Mastodon war schon mal in aller Munde als Elon Musk öffentlich verkündete Twitter zu kaufen. Dann wurde es wieder still. Bis Elon Musk es wirklich getan hat und mit einem Waschbecken ins Twitter-Headquarter marschiert ist.
Inhaltsverzeichnis
- Was ist Mastodon und das Fediverse?
- Wie funktioniert Mastodon?
- Algorithmen und Interaktionen
- Reichweite, Privatsphäre und Contentwarnungen
- Funktionen! Funktionen!
- Moderation FTW!
- Wie melde ich mich denn am besten an? Wie finde ich Server? Tipps?
- Und wie war das mit der WordPress-Integration?
- Fun-Fact am Rande
Und das war der Moment, ab dem ich mich auch mit Mastodon beschäftigt habe. Und weil es viele offene Fragen, Vorurteile und Unwahrheiten gibt, möchte ich hier mal ein bisschen was zu Mastodon und dem Fediverse schreiben. Ergänzungen sind gerne gesehen. Ich erhebe hier keinen Anspruch auf Vollständigkeit.
Was ist Mastodon und das Fediverse?
Mastodon ist ein Open-Source Projekt von Eugen Rochko. Open Source bedeutet, die Software ist frei, der Quellcode ist offen: Für jeden einsehbar, nachprüfbar, nutzbar.

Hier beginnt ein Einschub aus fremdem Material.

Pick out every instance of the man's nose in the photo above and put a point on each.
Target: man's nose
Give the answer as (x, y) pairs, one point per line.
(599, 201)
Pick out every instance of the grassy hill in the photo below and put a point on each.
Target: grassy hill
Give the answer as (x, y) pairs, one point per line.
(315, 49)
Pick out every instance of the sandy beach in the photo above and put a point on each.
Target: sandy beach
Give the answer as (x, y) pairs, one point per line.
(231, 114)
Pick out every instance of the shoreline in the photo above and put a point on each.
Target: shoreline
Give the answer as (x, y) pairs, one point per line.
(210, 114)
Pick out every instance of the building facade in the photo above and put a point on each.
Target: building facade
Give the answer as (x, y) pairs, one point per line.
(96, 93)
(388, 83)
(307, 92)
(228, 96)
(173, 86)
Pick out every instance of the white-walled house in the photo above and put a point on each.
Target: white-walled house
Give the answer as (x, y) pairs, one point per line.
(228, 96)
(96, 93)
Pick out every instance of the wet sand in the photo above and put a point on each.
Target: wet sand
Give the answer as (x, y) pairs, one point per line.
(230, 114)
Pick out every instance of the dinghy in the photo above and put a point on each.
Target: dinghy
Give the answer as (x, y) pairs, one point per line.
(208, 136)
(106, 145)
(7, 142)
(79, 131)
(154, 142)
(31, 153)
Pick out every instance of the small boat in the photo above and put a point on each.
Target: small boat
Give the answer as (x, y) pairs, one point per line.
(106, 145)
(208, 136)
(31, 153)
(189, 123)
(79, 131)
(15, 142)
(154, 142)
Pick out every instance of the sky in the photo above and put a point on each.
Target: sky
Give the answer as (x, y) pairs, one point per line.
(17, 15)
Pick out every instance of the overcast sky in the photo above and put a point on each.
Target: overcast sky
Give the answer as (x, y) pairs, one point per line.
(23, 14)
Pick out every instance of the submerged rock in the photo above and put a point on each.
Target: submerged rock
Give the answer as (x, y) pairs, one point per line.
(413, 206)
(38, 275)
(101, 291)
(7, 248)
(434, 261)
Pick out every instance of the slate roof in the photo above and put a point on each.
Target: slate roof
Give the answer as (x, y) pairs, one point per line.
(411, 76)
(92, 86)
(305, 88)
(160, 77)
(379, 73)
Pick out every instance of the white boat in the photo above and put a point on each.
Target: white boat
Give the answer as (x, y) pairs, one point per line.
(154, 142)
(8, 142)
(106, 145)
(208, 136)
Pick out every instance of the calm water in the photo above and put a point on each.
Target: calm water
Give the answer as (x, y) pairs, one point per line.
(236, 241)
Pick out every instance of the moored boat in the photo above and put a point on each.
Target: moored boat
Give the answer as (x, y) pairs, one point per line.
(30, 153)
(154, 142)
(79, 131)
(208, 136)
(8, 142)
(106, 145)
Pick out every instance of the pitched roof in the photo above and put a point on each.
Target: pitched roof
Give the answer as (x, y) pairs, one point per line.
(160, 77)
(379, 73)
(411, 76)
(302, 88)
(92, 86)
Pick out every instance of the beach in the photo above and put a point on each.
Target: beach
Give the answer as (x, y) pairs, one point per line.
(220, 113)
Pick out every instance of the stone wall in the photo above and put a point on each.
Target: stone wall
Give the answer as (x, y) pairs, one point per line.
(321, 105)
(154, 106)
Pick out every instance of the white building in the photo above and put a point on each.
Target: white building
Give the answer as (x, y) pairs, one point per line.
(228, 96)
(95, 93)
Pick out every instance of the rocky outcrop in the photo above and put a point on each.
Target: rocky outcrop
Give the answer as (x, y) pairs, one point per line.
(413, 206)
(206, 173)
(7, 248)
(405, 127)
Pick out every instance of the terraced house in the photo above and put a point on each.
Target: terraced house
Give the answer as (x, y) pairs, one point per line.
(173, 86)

Mastodon gehört ihm nicht. Nur die gemeinnützige Mastodon gGmbH. Mastodon gehört nämlich im Prinzip niemandem und jedem. Denn die Server von Mastodon sind dezentral, sie gehören nicht einer einzigen Firma, sondern vielen einzelnen Firmen und Privatpersonen. Jeder kann einen Mastodon-Server einrichten. Wie zum Beispiel die Bundesregierung, die ebenfalls schon mit mehreren Accounts und ihrem Server “social.bund.de” auf Mastodon vertreten ist.
Mein Blog agiert ebenfalls als Server. Man kann sich hier nicht anmelden, aber der Blog verteilt als Profil im Fediverse die Artikel und man kann dem Blog dort folgen und die Artikel kommentieren. Wenn man via Mastodon kommentiert, erscheinen diese Kommentare im Blog. Wie das funktioniert, dazu komme ich später noch mal.
Alle Server bilden zusammen mit anderen Diensten wie Friendica und Pleroma das Fediverse. Ein Kofferwort aus Federation und Universe.
Das hat echte Vorteile. Denn dadurch gehört das soziale Netzwerk nicht einem großen Konzern, sondern der Allgemeinheit. Da kann kein Elon Musk oder irgendein anderer Milliardär oder eine Firma kommen und Mastodon einfach kaufen. Musk könnte einzelne Server übernehmen oder welche eröffnen, klar. Aber nicht ganz Mastodon oder das Fediverse übernehmen. Zudem wird es dadurch auch schwer als Geheimdienst oder Hackergruppe Mastodon zu überwachen oder im gesamten zu hacken, da die Server nicht zusammenhängen, sondern nur untereinander kommunizieren.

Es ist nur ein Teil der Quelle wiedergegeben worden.